Not far from Mchunu’s yard is a retired mechanic, Nhlanhla Msomi. Born in 1961, long before the scourge of whoonga, Msomi was 30 years old before they got electricity in their home. They fought hard for it. “Back then you had to be well-to-do to get electricity,” he says.

He is seated in his lounge. A kiddie’s programme beams an in-studio performance by a gqom troupe. His wife is curled up on the sofa, watching the performance.

“We were used to it,” he says of life without electricity. “Things did improve but we still did not have water. Even now, the water is no longer functioning properly because there are a lot of houses. And the pipes I guess are too small to support the number of dwellings. Now they must beef up the infrastructure. We have a tap in the yard but sometimes there is no water.
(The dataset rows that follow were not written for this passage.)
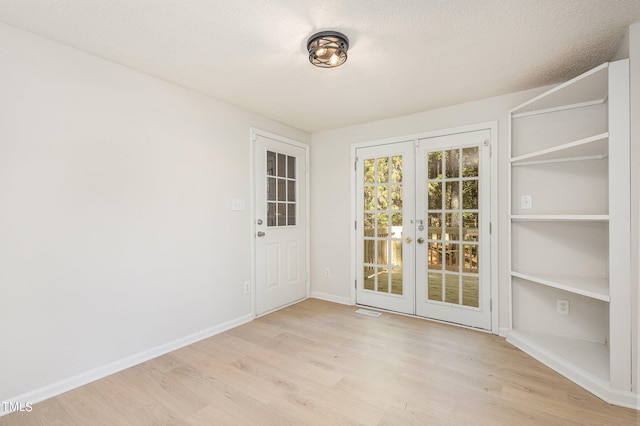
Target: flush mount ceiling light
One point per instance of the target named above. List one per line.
(328, 49)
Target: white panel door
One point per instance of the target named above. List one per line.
(280, 172)
(453, 209)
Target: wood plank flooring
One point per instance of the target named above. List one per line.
(319, 363)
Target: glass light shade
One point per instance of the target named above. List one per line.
(328, 49)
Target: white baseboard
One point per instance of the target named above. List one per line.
(65, 385)
(582, 378)
(502, 332)
(331, 298)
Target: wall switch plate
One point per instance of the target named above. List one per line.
(238, 204)
(563, 307)
(525, 202)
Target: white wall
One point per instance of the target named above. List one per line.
(330, 185)
(116, 230)
(634, 59)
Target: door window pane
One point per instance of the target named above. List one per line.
(291, 214)
(368, 198)
(282, 214)
(291, 167)
(271, 189)
(281, 190)
(451, 288)
(369, 251)
(271, 163)
(471, 291)
(271, 214)
(434, 256)
(452, 251)
(383, 198)
(470, 226)
(383, 223)
(434, 226)
(282, 165)
(434, 165)
(369, 171)
(383, 281)
(369, 278)
(470, 194)
(383, 170)
(396, 197)
(396, 174)
(434, 287)
(470, 258)
(452, 161)
(470, 161)
(452, 195)
(452, 231)
(396, 281)
(435, 195)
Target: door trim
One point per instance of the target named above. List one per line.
(253, 135)
(492, 126)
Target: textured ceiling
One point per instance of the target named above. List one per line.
(405, 56)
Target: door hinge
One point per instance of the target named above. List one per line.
(488, 144)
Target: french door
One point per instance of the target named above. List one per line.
(423, 212)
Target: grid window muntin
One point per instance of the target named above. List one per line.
(282, 190)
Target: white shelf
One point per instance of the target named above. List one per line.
(595, 288)
(593, 147)
(591, 86)
(560, 217)
(584, 362)
(585, 119)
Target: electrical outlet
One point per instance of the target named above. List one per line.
(238, 204)
(563, 307)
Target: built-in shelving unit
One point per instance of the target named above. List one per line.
(569, 230)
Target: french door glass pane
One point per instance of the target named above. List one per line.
(452, 220)
(382, 197)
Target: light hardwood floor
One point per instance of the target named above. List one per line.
(318, 363)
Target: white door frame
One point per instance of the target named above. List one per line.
(492, 126)
(253, 134)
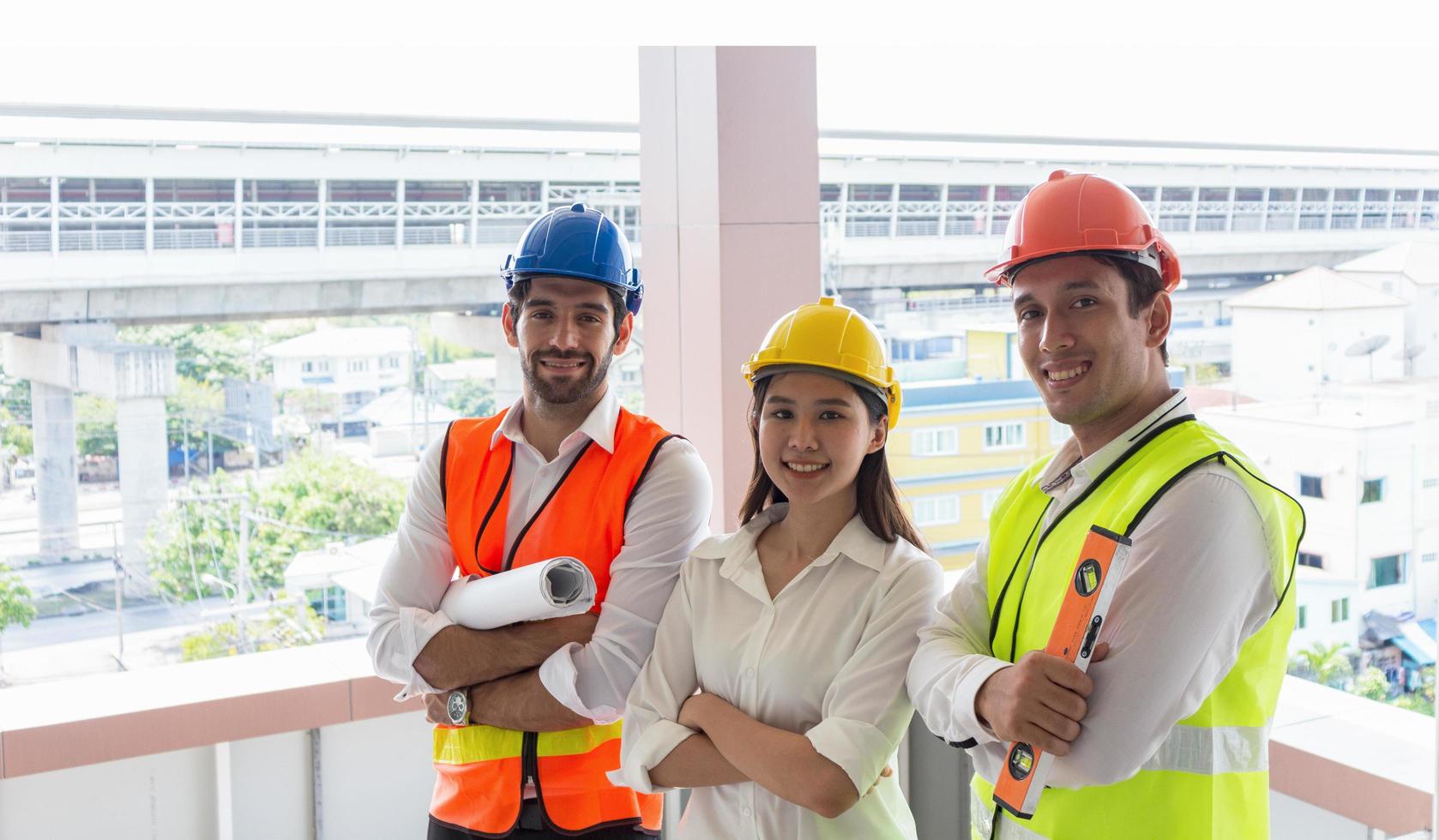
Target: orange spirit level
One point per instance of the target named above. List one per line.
(1081, 615)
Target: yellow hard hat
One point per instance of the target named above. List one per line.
(831, 337)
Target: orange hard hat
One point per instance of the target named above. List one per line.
(1084, 213)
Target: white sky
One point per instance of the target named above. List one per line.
(1216, 71)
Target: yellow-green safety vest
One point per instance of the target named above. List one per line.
(1211, 776)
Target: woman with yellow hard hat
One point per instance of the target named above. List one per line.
(776, 685)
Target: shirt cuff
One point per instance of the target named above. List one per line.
(657, 741)
(859, 748)
(966, 717)
(416, 629)
(560, 678)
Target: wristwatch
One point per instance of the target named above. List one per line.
(456, 705)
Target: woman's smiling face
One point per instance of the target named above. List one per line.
(813, 435)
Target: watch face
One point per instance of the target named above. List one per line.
(456, 708)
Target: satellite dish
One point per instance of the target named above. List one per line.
(1366, 345)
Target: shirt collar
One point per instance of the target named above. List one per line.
(1067, 462)
(599, 424)
(853, 541)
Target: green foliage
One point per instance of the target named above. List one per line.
(15, 435)
(311, 492)
(209, 352)
(16, 602)
(1322, 663)
(473, 399)
(282, 626)
(95, 424)
(1371, 683)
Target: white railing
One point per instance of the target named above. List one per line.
(358, 237)
(281, 237)
(379, 223)
(102, 239)
(25, 241)
(187, 237)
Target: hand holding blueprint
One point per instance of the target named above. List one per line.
(556, 587)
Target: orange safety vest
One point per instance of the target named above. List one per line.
(481, 771)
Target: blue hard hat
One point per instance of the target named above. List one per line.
(576, 242)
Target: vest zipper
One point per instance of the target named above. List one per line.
(530, 770)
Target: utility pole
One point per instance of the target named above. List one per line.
(120, 598)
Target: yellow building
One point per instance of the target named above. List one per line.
(960, 442)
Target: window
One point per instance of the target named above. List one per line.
(328, 603)
(1386, 572)
(1003, 436)
(936, 511)
(937, 442)
(987, 502)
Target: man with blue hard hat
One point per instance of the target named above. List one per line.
(528, 715)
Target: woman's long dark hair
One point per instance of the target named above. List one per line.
(876, 492)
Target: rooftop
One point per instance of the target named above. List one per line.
(1317, 290)
(343, 341)
(1418, 261)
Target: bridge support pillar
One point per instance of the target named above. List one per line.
(57, 477)
(144, 477)
(85, 357)
(484, 333)
(730, 165)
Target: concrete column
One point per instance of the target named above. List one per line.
(730, 214)
(144, 477)
(57, 477)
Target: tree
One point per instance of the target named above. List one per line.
(15, 435)
(282, 626)
(95, 424)
(1322, 663)
(473, 399)
(312, 500)
(1371, 683)
(16, 603)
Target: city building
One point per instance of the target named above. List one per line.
(1364, 464)
(356, 363)
(1409, 271)
(1311, 328)
(340, 580)
(959, 443)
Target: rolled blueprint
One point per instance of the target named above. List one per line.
(556, 587)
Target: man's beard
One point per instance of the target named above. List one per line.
(564, 393)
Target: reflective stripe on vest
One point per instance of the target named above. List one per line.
(481, 771)
(1209, 777)
(471, 744)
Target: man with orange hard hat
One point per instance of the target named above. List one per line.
(1166, 737)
So we mostly depend on the truck, which comes twice or three times a week and we gather around it.”

Despite the backward movement as far as water is concerned, Msomi says some of the human traffic into the area includes people fed up with the expense of suburban life: “It is because there they are paying rates.”

“This has been a trend since there was development in the place but of late we have been having water problems because of the number of people. There are roads that have been earmarked for refurbishment. And the very things that were pushing people to go to the suburbs were roads, electricity and water.”

A few kilometres away in an old but neat house where his grandfather once lived (there is a portrait of him in a three-piece suit on a pink wall), Zakes Makhanya speaks in the romantic tones of a former combatant, disappointed with his organisation but proud of his role.

“As comrades, there was a lot that we wanted to see happen,” says Makhanya, a 1985-generation exile. “They built houses in Congo [a neighbourhood of Inanda] and eMaplazini [another in-situ development] adjacent to Inanda Seminary but here it is still a mission. It went back to the king. Here they just came with toilets. Why would you start with a toilet?”

Here, in the land where politically rolled-out housing sounded the death knell of the Inkatha Freedom Party (IFP) and secured converts for the ANC, Makhanya says: “Now it’s actually a disadvantage that you were a guerrilla, because some of the people calling shots now in the local structures of ANC weren’t participating anywhere politically. That creates a culture of ubumbaxambili [apolitical schizophrenia], which makes it difficult to build organisational unity. We won over the IFP, so their former members bring that element to things. It’s like if you represent the organisation from exile, you are a problem.”

[Many parts of Durban got in situ development, which did not alleviate congestion brought on by rapid urbanisation. (Matt Kay)]

Makhanya believes that the political peace they fought so hard to preserve in parts of Inanda during the lead-up to 1994 will be undone by the double bind that is their lives: rapid urbanisation under feudal laws.